When CGX Energy Inc. announced a discovery at the Kawa-1 well in February 2022, expectations soared. For the first time in 20 years, CGX had finally delivered a historic find, potentially placing Guyana on track for a second major offshore oil project outside of ExxonMobil’s Stabroek Block. But CGX soon moved on to another prospect.
The focus shifted to Wei-1, a new prospect targeting stacked Campanian and Santonian channels in the Corentyne Block. CGX staked everything on it. A US$35 million loan deal with Frontera Energy Corporation helped fund operations, backed by all of CGX’s assets. That loan allowed Frontera to expand its influence.
CGX said the Kawa-1 data raised Wei-1’s chance of success from 29% to 56%. But money troubles escalated. CGX surrendered majority ownership in the Corentyne Block. Frontera took a 68% participating interest. CGX retained just 32%.
The Wei-1 well gained attention. In 2022 and 2023, Westwood and Rystad Energy each flagged it as a high-impact well. But drilling faced months of delays. In response, Guyana tightened its contract rules to prevent similar setbacks.
By March 2023, CGX sold over 76% of its common shares to Frontera. Frontera gained complete voting control.
In July 2023, CGX and Frontera announced that Wei-1 had struck oil. The well encountered 210 feet of hydrocarbon-bearing sands in the Santonian. Wireline logs and core samples were taken, but oil samples could not be retrieved due to tool failure. A third-party lab analyzed the data. The final November 2023 result: just 13 feet of net pay in the Maastrichtian, 61 feet in the Campanian, and 40 feet in the Santonian. Investors were underwhelmed. Stocks fell.
Still, CGX highlighted the Maastrichtian interval, which held medium sweet crude at 24.9 API, similar to Exxon’s Liza find. Combined Kawa-1 and Wei-1 drilling showed 81 feet of net pay in the Maastrichtian. Estimates for that layer suggested 514 to 628 million barrels of oil equivalent, enough to support a standalone project; however, further drilling was needed to prove it.

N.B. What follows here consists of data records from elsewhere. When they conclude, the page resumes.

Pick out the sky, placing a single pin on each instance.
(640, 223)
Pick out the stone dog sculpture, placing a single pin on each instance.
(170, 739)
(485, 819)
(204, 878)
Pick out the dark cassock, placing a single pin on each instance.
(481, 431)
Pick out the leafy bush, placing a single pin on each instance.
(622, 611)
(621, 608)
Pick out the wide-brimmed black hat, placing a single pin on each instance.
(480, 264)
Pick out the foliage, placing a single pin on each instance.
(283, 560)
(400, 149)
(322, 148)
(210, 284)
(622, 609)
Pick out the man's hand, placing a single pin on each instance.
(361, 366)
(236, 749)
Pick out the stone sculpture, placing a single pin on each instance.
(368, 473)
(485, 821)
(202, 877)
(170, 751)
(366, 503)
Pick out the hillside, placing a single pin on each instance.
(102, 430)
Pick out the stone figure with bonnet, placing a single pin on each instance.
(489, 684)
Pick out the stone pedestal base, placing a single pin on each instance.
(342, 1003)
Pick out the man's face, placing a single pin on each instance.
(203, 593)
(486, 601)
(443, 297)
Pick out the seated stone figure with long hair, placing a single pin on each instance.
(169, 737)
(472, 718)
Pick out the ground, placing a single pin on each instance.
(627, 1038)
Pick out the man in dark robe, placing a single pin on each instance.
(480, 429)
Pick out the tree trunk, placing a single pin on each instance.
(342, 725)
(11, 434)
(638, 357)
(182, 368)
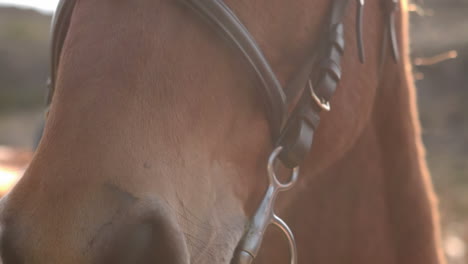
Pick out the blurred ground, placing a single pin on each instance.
(439, 33)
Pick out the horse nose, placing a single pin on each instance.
(150, 241)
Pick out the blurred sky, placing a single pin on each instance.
(42, 5)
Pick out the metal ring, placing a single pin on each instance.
(272, 173)
(324, 105)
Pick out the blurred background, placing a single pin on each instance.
(440, 57)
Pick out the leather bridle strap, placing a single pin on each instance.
(222, 16)
(315, 89)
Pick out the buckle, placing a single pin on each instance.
(324, 105)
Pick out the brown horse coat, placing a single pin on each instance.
(156, 143)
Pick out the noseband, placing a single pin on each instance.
(293, 111)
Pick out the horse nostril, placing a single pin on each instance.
(146, 243)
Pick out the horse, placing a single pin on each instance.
(158, 146)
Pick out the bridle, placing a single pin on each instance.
(293, 111)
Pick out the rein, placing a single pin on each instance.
(293, 111)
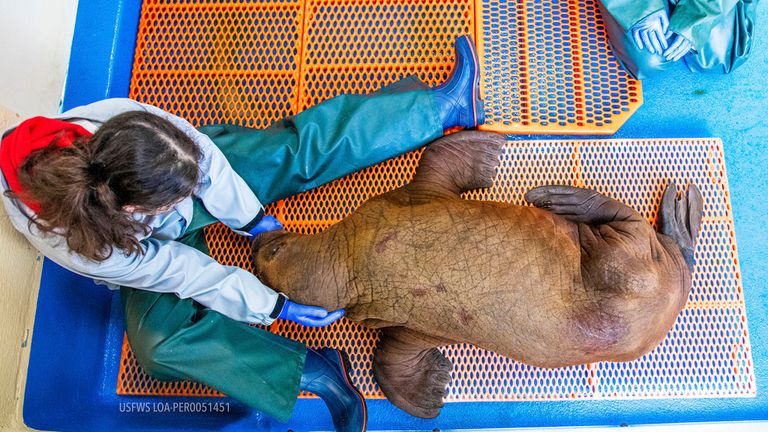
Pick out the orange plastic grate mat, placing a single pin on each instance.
(547, 68)
(706, 354)
(546, 65)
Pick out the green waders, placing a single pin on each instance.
(175, 338)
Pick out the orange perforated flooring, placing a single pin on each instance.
(547, 67)
(706, 354)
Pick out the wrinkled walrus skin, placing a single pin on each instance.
(577, 278)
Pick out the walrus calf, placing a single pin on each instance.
(577, 278)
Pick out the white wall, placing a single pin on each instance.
(35, 38)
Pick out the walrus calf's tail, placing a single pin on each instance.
(680, 218)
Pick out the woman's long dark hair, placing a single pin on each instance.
(135, 159)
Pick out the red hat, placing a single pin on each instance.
(34, 134)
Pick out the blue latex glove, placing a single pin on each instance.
(649, 32)
(679, 47)
(266, 224)
(310, 316)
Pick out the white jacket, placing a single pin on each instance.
(169, 266)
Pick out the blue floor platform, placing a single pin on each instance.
(78, 328)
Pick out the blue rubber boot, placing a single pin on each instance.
(326, 375)
(458, 98)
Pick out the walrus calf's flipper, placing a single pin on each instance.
(680, 219)
(457, 163)
(411, 372)
(581, 205)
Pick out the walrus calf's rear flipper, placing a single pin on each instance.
(411, 372)
(680, 219)
(581, 205)
(457, 163)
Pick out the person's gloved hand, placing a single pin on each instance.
(266, 224)
(649, 32)
(310, 316)
(678, 47)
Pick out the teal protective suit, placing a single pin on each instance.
(721, 31)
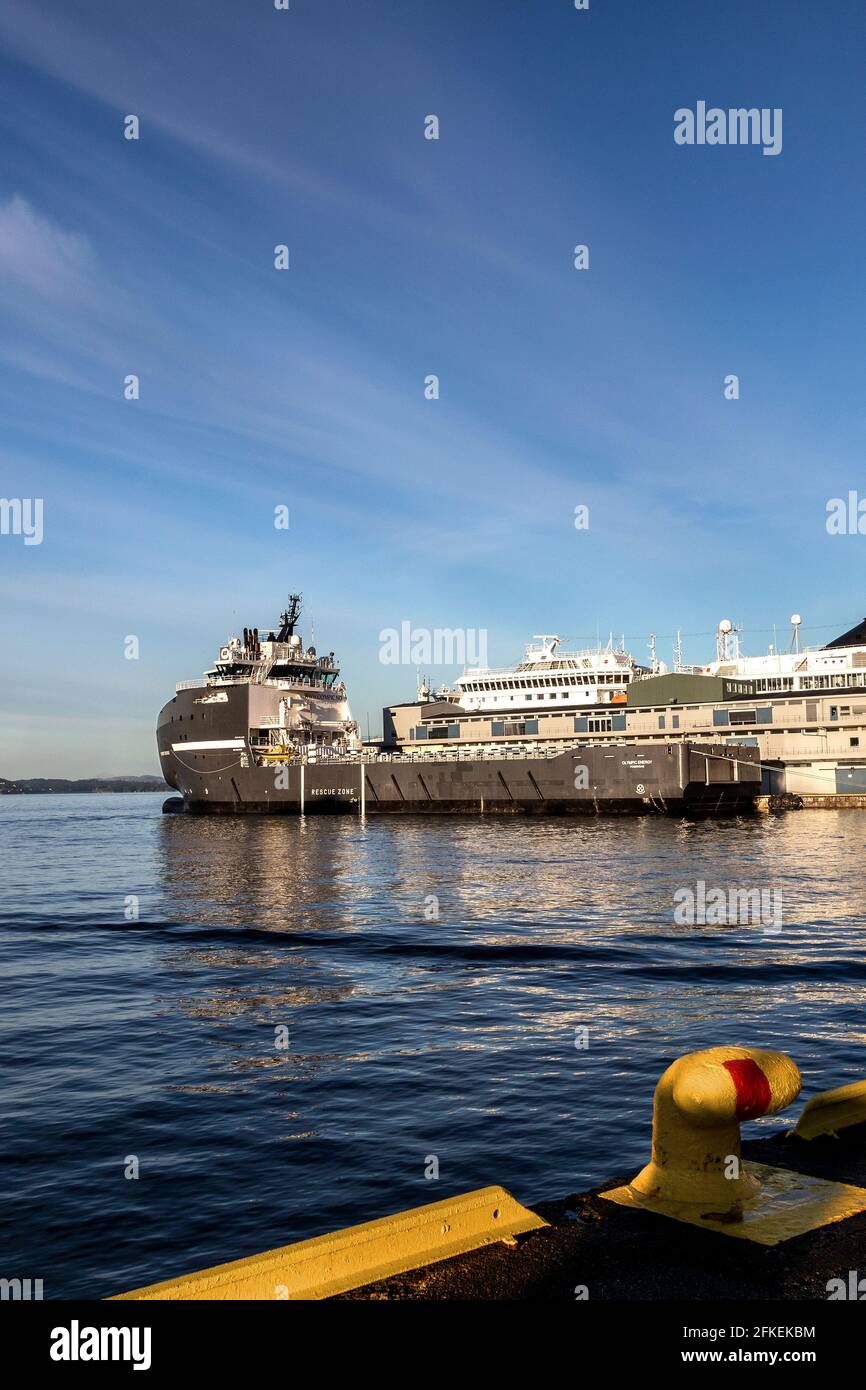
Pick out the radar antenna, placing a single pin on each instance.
(289, 617)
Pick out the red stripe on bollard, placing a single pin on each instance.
(754, 1093)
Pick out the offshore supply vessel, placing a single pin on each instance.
(268, 730)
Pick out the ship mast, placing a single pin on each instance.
(289, 617)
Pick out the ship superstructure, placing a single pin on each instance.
(841, 665)
(549, 677)
(264, 694)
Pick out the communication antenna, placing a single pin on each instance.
(723, 631)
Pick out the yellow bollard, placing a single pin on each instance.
(697, 1172)
(698, 1105)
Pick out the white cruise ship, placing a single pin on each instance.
(548, 679)
(837, 666)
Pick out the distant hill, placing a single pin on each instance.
(54, 784)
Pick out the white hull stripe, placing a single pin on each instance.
(207, 744)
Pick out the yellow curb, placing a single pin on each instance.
(357, 1255)
(831, 1111)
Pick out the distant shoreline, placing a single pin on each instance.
(42, 786)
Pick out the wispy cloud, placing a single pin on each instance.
(42, 257)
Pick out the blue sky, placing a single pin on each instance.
(409, 256)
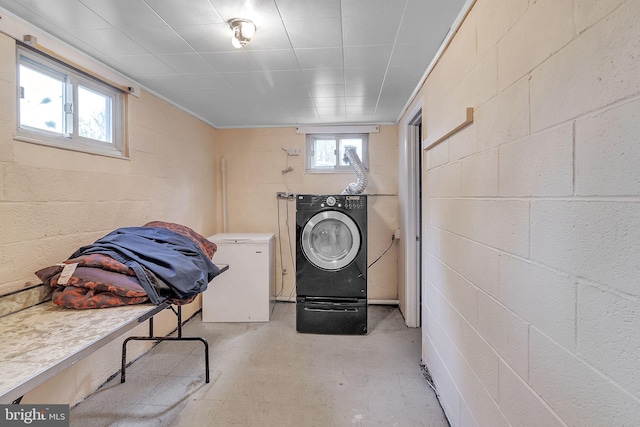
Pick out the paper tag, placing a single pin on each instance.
(67, 272)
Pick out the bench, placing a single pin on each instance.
(42, 340)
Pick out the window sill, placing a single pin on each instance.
(87, 149)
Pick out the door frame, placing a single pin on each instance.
(409, 267)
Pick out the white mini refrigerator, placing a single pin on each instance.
(246, 292)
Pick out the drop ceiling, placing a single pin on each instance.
(311, 62)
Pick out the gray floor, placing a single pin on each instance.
(266, 374)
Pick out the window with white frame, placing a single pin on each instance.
(326, 152)
(61, 106)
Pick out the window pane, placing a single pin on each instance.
(324, 153)
(41, 101)
(351, 142)
(94, 115)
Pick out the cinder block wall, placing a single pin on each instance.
(53, 201)
(532, 294)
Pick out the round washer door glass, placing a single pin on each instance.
(330, 240)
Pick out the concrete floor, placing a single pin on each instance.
(267, 374)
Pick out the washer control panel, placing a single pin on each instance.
(355, 202)
(339, 201)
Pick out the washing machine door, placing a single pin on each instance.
(330, 240)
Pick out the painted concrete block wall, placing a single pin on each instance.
(53, 201)
(532, 292)
(255, 159)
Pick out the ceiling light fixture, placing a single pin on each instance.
(243, 30)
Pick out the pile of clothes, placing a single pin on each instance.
(158, 262)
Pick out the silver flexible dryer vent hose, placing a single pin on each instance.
(358, 187)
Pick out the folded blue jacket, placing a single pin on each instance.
(167, 264)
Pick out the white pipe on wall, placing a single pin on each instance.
(223, 171)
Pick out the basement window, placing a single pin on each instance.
(326, 152)
(63, 107)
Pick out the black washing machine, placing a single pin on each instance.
(331, 264)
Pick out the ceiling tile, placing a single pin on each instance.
(326, 91)
(376, 29)
(327, 76)
(170, 82)
(329, 57)
(417, 55)
(186, 63)
(229, 62)
(269, 35)
(337, 101)
(368, 76)
(255, 10)
(291, 91)
(298, 103)
(309, 9)
(279, 59)
(158, 39)
(174, 12)
(351, 55)
(143, 64)
(361, 101)
(367, 56)
(110, 41)
(428, 21)
(208, 81)
(284, 78)
(67, 14)
(361, 90)
(364, 8)
(124, 13)
(319, 32)
(207, 37)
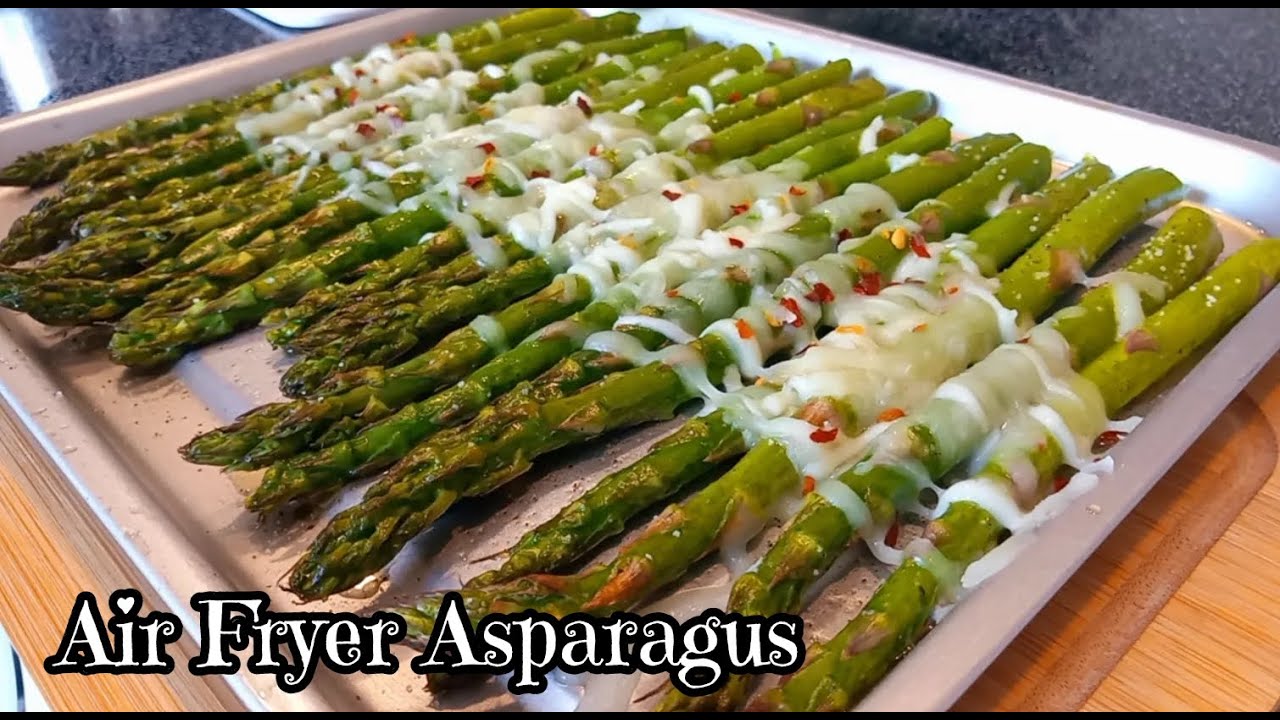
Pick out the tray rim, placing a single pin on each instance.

This was a tough call for an operator that was almost out of time and had little to no remaining opportunities to raise money.
CGX made a final attempt to hold onto the Corentyne Block. It failed. The Guyanese government was not confident that CGX had the funding to keep working. The block was returned to the State. CGX and Frontera maintain they still hold a valid license. Arbitration is a possibility, but that path seems unlikely as Guyana remains resolute that the license is cancelled.
In the end, what started as CGX’s long-awaited breakthrough ended with the loss of its prized asset and the rise of Frontera as the new major player.
But while CGX’s long bet on Corentyne didn’t pay off, the story may not end there. The Block still holds promise. With the right investor and commitment, Corentyne could still deliver the breakthrough CGX hoped for, only under a different name.